En el Perú colonial borbónico de fines del setecientos y principios del ochocientos la cohesión de la sociedad experimenta la consolidación del fin de la monarquía organicista tradicional y la consolidación de la monarquía burguesa corporativa. Pero los nobles españoles de las colonias se convirtieron en un distinguido grupo de ociosos y corruptos que monopolizaba la burocracia, lo cual debilitó aun más su legitimidad en el poder y enajenó el apoyo de los criollos. Lo que hizo predominante la mentalidad pragmático utilitaria del capitalismo no fue el naturalismo deísta sino la pérdida de la misión social humanista de la nobleza española afrancesada. Las reformas borbónicas buscaban ciencia y literatura marginando los cambios políticos que implicaban, pero en su lugar consiguen que la hegemonía o supremacía cultural y espiritual pase al estrato criollo.
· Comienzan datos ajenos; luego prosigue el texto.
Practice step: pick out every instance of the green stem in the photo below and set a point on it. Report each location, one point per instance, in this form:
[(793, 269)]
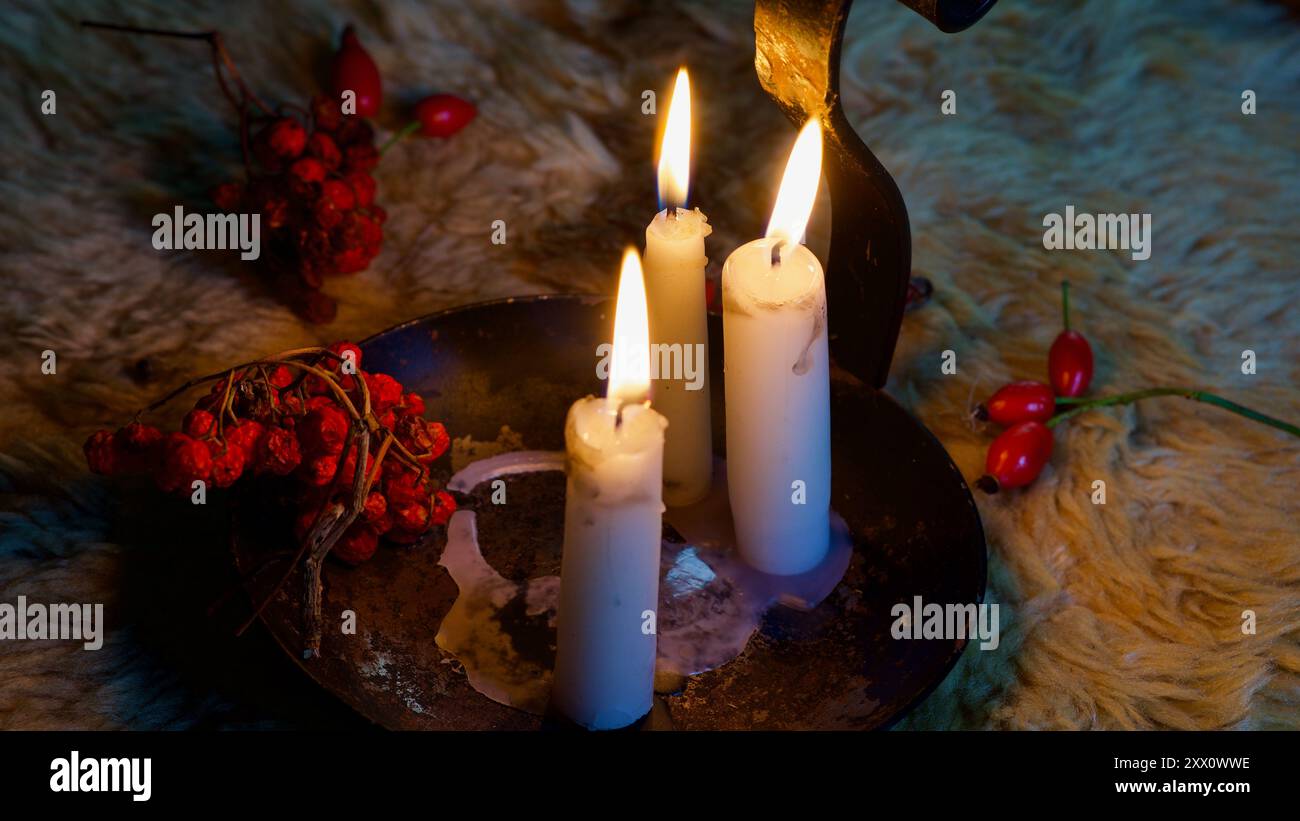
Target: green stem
[(407, 130), (1082, 405), (1065, 304)]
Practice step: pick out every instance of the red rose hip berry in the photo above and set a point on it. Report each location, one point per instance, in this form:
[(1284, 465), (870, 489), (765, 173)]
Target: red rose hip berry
[(1070, 357), (1015, 457), (354, 70), (442, 114), (1018, 402)]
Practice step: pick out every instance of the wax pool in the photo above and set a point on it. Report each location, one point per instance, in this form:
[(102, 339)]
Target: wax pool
[(610, 569), (679, 325), (778, 405)]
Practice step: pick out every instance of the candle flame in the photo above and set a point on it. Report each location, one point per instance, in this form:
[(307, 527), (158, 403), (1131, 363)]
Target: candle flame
[(798, 186), (629, 361), (675, 147)]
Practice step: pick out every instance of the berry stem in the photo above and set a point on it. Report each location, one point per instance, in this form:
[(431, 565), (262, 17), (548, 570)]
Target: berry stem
[(1187, 392), (220, 57), (407, 130), (1065, 304)]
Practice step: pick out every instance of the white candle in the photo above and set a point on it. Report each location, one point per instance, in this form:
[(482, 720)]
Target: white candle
[(679, 321), (778, 381), (612, 524)]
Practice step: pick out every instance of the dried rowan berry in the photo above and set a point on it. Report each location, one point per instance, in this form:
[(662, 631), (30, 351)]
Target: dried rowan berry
[(102, 452), (376, 508), (228, 463), (323, 147), (443, 505), (285, 138), (185, 460), (356, 544), (323, 431), (385, 391), (138, 447), (326, 113), (410, 520), (278, 452), (247, 437), (363, 186), (338, 194), (307, 169), (412, 404), (198, 424), (281, 376), (320, 470)]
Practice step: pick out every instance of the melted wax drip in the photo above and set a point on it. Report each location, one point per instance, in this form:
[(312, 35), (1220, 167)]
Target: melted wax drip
[(710, 600)]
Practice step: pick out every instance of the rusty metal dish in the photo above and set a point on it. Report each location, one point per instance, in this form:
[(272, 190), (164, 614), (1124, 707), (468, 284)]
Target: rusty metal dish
[(521, 363)]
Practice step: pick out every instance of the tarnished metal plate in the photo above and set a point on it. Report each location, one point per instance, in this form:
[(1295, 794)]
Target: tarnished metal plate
[(521, 363)]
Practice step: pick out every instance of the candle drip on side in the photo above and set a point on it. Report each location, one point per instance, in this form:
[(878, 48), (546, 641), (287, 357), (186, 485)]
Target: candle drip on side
[(710, 600), (805, 363)]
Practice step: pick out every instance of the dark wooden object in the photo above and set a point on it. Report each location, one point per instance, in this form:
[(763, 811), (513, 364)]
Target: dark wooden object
[(797, 60)]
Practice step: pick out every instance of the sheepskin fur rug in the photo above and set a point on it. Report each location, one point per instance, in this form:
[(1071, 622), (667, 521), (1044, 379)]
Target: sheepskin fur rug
[(1125, 615)]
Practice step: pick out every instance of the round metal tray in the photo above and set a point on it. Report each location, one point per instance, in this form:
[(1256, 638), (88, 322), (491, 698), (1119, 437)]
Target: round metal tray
[(521, 363)]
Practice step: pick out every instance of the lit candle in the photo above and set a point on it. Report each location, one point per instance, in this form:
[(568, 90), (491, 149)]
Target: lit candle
[(679, 322), (778, 381), (612, 511)]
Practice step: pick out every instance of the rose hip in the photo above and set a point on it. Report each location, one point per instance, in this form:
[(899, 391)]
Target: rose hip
[(1070, 357), (1018, 402), (354, 70), (1017, 456), (442, 114)]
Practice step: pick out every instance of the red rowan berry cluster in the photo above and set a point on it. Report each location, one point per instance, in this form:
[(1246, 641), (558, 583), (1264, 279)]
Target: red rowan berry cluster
[(352, 444), (1028, 409), (311, 183), (297, 416)]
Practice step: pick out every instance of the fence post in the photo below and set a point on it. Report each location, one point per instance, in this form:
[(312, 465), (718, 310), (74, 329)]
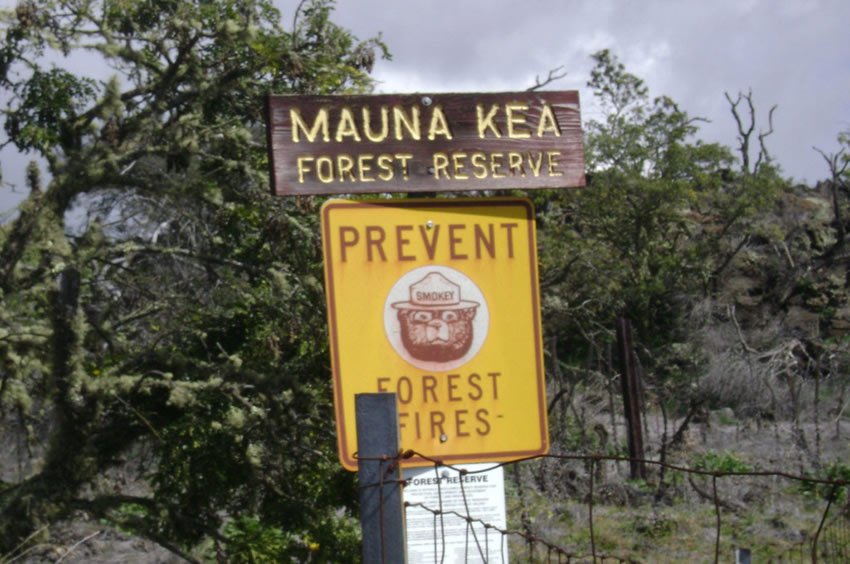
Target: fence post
[(631, 399), (381, 510)]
Con ello pierden el poder de manipular la sociedad altamente estratificada del Perú, que por lo demás, la misma elevada estratificación implicaba un alto contenido de automanipulación. Pero los criollos peruanos si bien experimentaron una elevada transformación de su conciencia, su batalla de ideas no irradiaron en la conciencia de las masas indias ignorantes e iletradas. La lucha por la revolución del pensamiento se operó entre la élite educada, que en el Perú de la época era reducida aunque influyente en los centros de enseñanza. El indio marginado y convertido por siglos en bestia de carga desde su estado de postración veía con escepticismo la nueva república, Bolívar al darles tierra sin capitales los convirtió en deudores de los terratenientes, al no golpear a las grandes haciendas consolidó su estado de servidumbre y en el fondo para el indio el nuevo Perú era el mismo que el anterior pero con nuevas formas.


En suma, el reformismo borbónico era profundamente teísta regalista y generó en América una ilustración moderada protoliberal dentro de un universo social peruano altamente estratificado e incapaz de hacerse eco de la causa de la revolución independentista americana.